Friday, January 11, 2013

Medicine Wheels of North America




Archaeologists have found hundreds of Medicine Wheels in the United States and Canada. They are assembled with a central pile of stones, radiating in a circular arrangement,that can be used to align to the sunrise at Summer solstice.


The monuments were created by laying stones in a pattern on the ground oriented to the four directions. Most medicine wheels follow the basic pattern of having a center pile of stones, and surrounding that is an outer ring of stones with lines of rocks from the center to the four Cardinal Directions, East, South, West and North..


One of the sites called the Bighorn Medicine Wheel in Wyoming is the most famous and appears to be aligned to other objects in the sky as well as the Summer solstice Sun at sunrise.



There are many ideas about the origins of the wheels and the reasons they were built. They are being studied by astronomers and archaeologists alike. Scientists analyzing the formations have discovered alignments to different solar events, in particular, the sunrise and sunset at the Summer Solstice.


Medicine Wheels had many different uses and changed over the years from tribe to tribe. Some of them were used as burial mounds, some of them point to other Medicine Wheels or natural resources. Some evidence shows that some of the wheels were updated over the centuries to track the changes in celestial alignments.




One astronomer had a theory that some of the wheels were used as astronomical sites, which the people used to track sunrise or sunset, at a certain times of the year, marking certain auspicious days of the year.

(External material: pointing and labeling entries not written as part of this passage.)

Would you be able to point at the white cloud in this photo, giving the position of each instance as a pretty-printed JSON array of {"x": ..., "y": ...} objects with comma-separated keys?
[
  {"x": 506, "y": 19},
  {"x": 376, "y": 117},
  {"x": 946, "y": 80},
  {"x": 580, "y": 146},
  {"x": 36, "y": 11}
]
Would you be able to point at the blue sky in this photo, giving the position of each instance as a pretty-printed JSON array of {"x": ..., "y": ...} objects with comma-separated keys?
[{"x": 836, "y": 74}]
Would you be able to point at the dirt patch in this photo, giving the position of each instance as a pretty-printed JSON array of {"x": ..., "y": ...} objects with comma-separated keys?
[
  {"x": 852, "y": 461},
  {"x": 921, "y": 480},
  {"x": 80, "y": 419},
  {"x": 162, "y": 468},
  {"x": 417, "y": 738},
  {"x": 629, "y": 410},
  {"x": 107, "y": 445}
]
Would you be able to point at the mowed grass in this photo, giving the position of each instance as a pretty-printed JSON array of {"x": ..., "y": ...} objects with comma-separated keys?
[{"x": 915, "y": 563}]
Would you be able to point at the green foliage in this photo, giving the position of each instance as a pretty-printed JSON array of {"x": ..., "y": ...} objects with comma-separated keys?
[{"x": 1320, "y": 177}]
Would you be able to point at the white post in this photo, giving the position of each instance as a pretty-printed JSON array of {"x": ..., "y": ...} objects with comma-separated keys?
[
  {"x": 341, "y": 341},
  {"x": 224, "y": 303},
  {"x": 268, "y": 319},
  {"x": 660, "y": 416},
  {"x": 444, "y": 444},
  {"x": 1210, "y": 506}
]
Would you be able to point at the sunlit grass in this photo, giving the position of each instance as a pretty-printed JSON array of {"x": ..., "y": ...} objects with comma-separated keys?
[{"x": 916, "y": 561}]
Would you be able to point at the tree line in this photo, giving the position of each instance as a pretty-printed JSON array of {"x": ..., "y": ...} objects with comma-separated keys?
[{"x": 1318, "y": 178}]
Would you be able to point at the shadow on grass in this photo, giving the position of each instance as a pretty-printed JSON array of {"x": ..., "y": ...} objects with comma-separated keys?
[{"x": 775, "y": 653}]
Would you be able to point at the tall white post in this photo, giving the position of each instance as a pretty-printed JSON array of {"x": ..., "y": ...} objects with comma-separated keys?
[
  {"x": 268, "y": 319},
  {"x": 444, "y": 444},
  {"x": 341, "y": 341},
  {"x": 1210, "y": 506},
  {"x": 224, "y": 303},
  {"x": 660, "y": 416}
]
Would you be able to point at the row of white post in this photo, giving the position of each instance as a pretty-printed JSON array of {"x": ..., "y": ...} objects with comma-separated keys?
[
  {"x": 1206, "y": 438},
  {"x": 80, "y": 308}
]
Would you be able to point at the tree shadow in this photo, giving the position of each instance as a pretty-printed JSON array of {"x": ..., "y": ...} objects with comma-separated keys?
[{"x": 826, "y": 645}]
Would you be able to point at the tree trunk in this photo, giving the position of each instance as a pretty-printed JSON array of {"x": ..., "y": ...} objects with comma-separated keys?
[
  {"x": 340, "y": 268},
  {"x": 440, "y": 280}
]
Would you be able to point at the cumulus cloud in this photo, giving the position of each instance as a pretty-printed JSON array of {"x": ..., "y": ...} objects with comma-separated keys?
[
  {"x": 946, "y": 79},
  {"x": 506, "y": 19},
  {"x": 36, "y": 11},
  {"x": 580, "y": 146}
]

Medicine wheels are thought to be used to mark the geographical directions and astronomical events of the Sun, Moon, and Stars, in relation to the Earth's horizon at that location. Ancient peoples believed that the medicine wheel in had great power.


They were sites for important ceremonies, teachings, and in as much were sacred places. Today, the Bighorn Medicine Wheel is still an accurate predictor for the summer solstice and is still used by various Native American groups.